Within four years he had married into an affluent local family and was the head of Bowes Academy, charging 20 guineas a year for each young scholar.
The reputation of the school was somewhat tarnished, however, when Shaw was sued for gross negligence after several pupils went blind in 1823.
“Two civil cases were held in London, when it was said the blindness was caused by bad diet. William had to pay damages,” said 78-year-old Ted.
“But I have since found records that he employed a top ophthalmologist to try to cure the students. Not something an uncaring man would have done.
“Medicine has moved on since then, and I believe the cause was probably trachoma – a water-born bacteria brought back from the Napoleonic wars.
“The same bacteria affected my great-great-grandfather. It left him with a scale over one of his eyes and he had to wear a patch.”

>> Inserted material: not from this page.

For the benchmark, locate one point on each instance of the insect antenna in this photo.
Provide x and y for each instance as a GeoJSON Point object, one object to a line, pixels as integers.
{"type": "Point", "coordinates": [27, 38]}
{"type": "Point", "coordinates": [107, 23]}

Despite the court cases, Bowes Academy continued to flourish until 1838 – when Dickens made a fact-finding trip to Yorkshire for his new novel.
“He stayed at the King’s Head in Barnard Castle, walking around the area and getting all the gossip,” said Ted, who was born in Waterworks Road.
“But I think the bush telegraph must have been faster than his stagecoach, for when Dickens arrived at Bowes Academy, William gave him short-shrift.
“Apparently Dickens tried to pretend that he was looking for a school for his nephew, but great-great-grandfather just showed him the door.”
Shaw’s refusal to help the writer may, in hindsight, have been his downfall.
“When Dickens went on to write Nicholas Nickleby, he took a lot of the evidence from the trial and adapted it to suit his own interests,” said Ted.
“He ignored court testimonies paying tribute to the school, as well as letters from past pupils indicating they were fairly treated by William.”
The brutal headmaster created by Dickens certainly shared several characteristics with William Shaw – including his eye patch and initials.
But, while the fictional Squeers starved and whipped his young charges, court evidence reveals Shaw was a much fairer, and kinder, man.
“Former pupils described my great-great-grandfather as a perfect gentleman,” said Ted, a retired engineer who now lives in Bishop Auckland.
“Their evidence shows he ran a good school, was very fair to the students and treated them well. Not at all like Wackford Squeers.”
When Nicholas Nickleby was serialised later in 1838, however, so William Shaw’s reputation and business started to suffer.
“Many of those who read the book couldn’t separate fact from fiction, and parents started to withdraw their children from the school,” said Ted.
“Charles Dickens basically ruined the family business. Within a couple of years, the school had been forced to close down.”
This tale of two teachers has a surprising twist, however, as Ted is president of the Yorkshire and North East branches of the Dickens Fellowship.
“I was asked to take on the roles after all my research into Dickens. Great-great-grandfather would be turning in his grave!” said Ted.